Le préfet de la Marne a produit des pièces, qui ont été enregistrées le 11 mai 2026 et communiquées.
Vu les autres pièces du dossier.
Vu :
- la déclaration des droits de l’homme et du citoyen du 26 août 1789 ;
- la convention européenne de sauvegarde des droits de l’homme et des libertés fondamentales ;
- l’accord franco-tunisien du 17 mars 1988 ;
- le code de l’entrée et du séjour des étrangers et du droit d’asile ;
- la loi n°91-647 du 10 juillet 1991 ;
- le code de justice administrative.
La présidente du tribunal a désigné M. Paggi, conseiller, pour exercer les pouvoirs qui lui sont attribués par les dispositions du code de l’entrée et du séjour des étrangers et du droit d’asile.
Les parties ont été régulièrement averties du jour de l’audience.
Le rapport de M. Paggi, magistrat désigné, a été entendu au cours de l’audience publique, les parties n’étant ni présentes ni représentées.
La clôture de l’instruction a été prononcée, en application de l’article R. 922-16 du code de l’entrée et du séjour des étrangers et du droit d’asile, à l’issue de l’audience.
Considérant ce qui suit :
M. B… A…, ressortissant tunisien né le 15 août 2000, affirme être entré en France au cours du mois de janvier 2020. Il a été entendu par les services de la police nationale dans le cadre de la vérification de son droit au séjour le 17 avril 2026. Par un arrêté du même jour, le préfet de la Marne l’a obligé à quitter le territoire français sans délai, a fixé le pays de sa destination et l’a interdit de retour sur le territoire français pour une durée d’un an. Par la requête n°2601503, M. B… A… demande l’annulation de cet arrêté. Par un arrêté du 17 avril 2026, le préfet de la Marne l’a également assigné à résidence à Reims pour une durée de 45 jours, l’a obligé à se présenter tous les jours entre 8 heures et 9 heures au commissariat de police de Reims, sauf le dimanche et les jours fériés, et l’a interdit de quitter la commune de Reims sans autorisation.

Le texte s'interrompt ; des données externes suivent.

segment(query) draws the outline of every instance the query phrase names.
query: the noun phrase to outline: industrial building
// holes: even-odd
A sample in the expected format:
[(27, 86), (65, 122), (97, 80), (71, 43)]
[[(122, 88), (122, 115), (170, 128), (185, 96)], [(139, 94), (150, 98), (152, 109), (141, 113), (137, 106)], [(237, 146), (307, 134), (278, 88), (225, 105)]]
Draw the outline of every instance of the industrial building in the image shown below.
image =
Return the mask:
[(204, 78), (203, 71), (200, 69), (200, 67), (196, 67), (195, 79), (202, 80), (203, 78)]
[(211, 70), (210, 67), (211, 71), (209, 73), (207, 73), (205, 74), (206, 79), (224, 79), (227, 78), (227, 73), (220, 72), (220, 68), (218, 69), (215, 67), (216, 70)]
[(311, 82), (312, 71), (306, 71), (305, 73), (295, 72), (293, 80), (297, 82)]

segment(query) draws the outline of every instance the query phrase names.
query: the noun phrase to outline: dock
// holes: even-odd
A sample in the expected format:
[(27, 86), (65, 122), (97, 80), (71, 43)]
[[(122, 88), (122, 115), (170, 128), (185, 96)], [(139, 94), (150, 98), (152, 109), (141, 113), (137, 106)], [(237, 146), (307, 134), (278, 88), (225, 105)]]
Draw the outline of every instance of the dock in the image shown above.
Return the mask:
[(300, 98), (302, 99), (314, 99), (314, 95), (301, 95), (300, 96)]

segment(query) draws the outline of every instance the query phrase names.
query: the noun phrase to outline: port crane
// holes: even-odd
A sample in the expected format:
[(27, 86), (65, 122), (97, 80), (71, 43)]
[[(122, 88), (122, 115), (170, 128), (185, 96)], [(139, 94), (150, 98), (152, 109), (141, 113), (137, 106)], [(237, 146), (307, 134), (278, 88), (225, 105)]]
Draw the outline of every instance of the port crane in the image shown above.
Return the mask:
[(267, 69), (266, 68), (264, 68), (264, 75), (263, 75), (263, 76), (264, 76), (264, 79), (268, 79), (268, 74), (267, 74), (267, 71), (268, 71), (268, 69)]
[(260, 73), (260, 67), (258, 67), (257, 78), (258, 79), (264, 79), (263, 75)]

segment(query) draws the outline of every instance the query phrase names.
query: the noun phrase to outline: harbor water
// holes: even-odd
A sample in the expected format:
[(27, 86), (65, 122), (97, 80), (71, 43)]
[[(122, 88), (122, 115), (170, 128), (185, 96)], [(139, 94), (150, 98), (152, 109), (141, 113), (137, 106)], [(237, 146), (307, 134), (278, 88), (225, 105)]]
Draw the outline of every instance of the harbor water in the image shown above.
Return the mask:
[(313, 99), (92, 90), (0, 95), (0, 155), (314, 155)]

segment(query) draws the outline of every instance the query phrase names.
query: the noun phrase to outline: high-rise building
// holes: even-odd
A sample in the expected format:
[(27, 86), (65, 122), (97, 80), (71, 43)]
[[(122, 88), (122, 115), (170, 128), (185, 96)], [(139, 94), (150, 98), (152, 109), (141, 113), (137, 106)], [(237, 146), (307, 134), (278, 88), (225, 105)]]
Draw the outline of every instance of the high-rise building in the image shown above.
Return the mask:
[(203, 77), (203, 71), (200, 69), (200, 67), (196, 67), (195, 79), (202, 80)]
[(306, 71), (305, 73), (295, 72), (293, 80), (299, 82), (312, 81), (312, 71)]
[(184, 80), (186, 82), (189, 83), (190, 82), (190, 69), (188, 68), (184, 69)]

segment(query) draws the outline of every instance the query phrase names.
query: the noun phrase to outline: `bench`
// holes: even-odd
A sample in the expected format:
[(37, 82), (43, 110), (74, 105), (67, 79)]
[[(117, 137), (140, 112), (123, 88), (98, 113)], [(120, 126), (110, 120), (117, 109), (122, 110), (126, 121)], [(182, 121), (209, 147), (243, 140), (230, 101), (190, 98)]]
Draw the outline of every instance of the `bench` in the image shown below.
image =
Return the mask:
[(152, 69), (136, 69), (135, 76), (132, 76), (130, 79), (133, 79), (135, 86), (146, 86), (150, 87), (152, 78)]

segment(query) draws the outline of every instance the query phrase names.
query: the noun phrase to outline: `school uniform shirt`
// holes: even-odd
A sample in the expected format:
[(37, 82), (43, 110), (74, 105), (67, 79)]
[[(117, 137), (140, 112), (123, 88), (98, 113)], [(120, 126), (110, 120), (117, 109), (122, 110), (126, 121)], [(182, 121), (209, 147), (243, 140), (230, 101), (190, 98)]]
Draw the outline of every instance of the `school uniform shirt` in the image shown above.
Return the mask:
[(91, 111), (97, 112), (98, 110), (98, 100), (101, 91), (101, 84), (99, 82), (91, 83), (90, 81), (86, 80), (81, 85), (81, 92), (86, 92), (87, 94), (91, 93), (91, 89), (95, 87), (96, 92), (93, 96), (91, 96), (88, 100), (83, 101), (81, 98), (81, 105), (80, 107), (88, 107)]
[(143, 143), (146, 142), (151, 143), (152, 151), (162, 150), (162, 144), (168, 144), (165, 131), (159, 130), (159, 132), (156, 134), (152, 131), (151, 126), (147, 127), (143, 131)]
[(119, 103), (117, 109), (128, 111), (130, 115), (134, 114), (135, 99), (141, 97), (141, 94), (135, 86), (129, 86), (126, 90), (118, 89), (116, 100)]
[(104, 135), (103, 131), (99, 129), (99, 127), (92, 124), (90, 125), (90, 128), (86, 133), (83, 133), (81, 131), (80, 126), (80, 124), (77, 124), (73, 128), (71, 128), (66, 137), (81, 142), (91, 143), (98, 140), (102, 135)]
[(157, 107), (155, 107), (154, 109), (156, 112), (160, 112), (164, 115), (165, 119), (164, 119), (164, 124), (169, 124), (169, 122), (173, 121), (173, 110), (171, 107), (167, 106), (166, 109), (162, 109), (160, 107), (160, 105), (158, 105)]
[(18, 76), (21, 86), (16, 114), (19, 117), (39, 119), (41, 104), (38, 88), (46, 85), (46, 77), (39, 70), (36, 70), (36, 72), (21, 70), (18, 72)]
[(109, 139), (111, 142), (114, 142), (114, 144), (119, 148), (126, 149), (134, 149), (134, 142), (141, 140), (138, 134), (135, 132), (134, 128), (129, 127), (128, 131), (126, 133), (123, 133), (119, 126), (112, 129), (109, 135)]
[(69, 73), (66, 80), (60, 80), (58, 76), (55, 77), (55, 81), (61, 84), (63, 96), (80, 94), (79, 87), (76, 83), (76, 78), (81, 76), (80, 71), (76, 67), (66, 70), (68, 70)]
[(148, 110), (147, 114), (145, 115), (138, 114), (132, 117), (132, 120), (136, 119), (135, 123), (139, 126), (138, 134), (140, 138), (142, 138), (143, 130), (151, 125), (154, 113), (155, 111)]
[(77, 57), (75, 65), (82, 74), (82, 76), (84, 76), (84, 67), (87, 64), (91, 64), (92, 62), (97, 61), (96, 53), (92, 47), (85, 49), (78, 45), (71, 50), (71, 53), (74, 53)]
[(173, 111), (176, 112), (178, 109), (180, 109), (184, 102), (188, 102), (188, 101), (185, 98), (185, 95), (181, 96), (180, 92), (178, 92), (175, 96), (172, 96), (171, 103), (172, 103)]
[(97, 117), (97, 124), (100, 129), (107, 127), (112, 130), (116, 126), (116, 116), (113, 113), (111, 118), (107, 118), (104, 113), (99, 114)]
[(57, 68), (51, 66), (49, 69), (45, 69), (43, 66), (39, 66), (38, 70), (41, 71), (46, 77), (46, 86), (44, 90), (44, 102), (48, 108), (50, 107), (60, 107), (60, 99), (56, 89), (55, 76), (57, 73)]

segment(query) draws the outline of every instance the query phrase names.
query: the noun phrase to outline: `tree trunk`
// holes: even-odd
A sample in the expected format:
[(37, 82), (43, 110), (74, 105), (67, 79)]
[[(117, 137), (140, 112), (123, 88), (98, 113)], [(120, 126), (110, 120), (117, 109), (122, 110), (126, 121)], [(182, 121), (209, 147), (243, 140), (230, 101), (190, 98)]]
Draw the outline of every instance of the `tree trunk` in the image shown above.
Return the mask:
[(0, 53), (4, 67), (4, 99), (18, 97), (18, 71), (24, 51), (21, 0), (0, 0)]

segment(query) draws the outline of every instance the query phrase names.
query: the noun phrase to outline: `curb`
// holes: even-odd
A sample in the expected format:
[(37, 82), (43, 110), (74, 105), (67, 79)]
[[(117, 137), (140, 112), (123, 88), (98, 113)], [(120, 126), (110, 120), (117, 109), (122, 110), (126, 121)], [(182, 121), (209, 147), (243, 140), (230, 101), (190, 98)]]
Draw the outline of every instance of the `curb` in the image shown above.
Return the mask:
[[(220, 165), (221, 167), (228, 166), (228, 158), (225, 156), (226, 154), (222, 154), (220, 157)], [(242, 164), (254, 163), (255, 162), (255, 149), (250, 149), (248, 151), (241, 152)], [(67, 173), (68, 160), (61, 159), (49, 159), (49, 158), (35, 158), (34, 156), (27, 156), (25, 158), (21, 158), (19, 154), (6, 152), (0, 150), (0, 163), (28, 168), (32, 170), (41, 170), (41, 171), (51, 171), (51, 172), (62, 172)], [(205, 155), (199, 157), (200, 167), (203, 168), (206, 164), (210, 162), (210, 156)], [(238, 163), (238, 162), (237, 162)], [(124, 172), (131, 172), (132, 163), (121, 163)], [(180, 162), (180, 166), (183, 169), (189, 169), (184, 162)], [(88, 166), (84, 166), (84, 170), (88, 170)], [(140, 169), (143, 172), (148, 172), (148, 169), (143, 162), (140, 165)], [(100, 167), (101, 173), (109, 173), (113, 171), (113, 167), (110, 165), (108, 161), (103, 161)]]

Par la requête n°2601473, M. B… A… demande l’annulation de cet arrêté
Les requêtes n°2601473 et n°2601503, présentées par M. B… A…, présentent à juger des questions semblables. Il y a lieu de les joindre pour statuer par un seul jugement.
Sur les conclusions aux fins d’annulation :
En ce qui concerne l’arrêté portant obligation de quitter le territoire français :
En premier lieu, par un arrêté du 9 mars 2026, régulièrement publié au recueil des actes administratifs de la préfecture le même jour, le préfet de la Marne a donné délégation à M. Thibaut Félix, secrétaire général de la préfecture de la Marne et signataire de l’arrêté contesté, à l’effet de signer tous arrêtés et décisions relevant des attributions du représentant de l’État dans le département, à l’exception de certains actes au nombre desquels ne figurent pas l’arrêté en litige. Par suite, le moyen tiré de l’incompétence du signataire de l’arrêté contesté doit être écarté.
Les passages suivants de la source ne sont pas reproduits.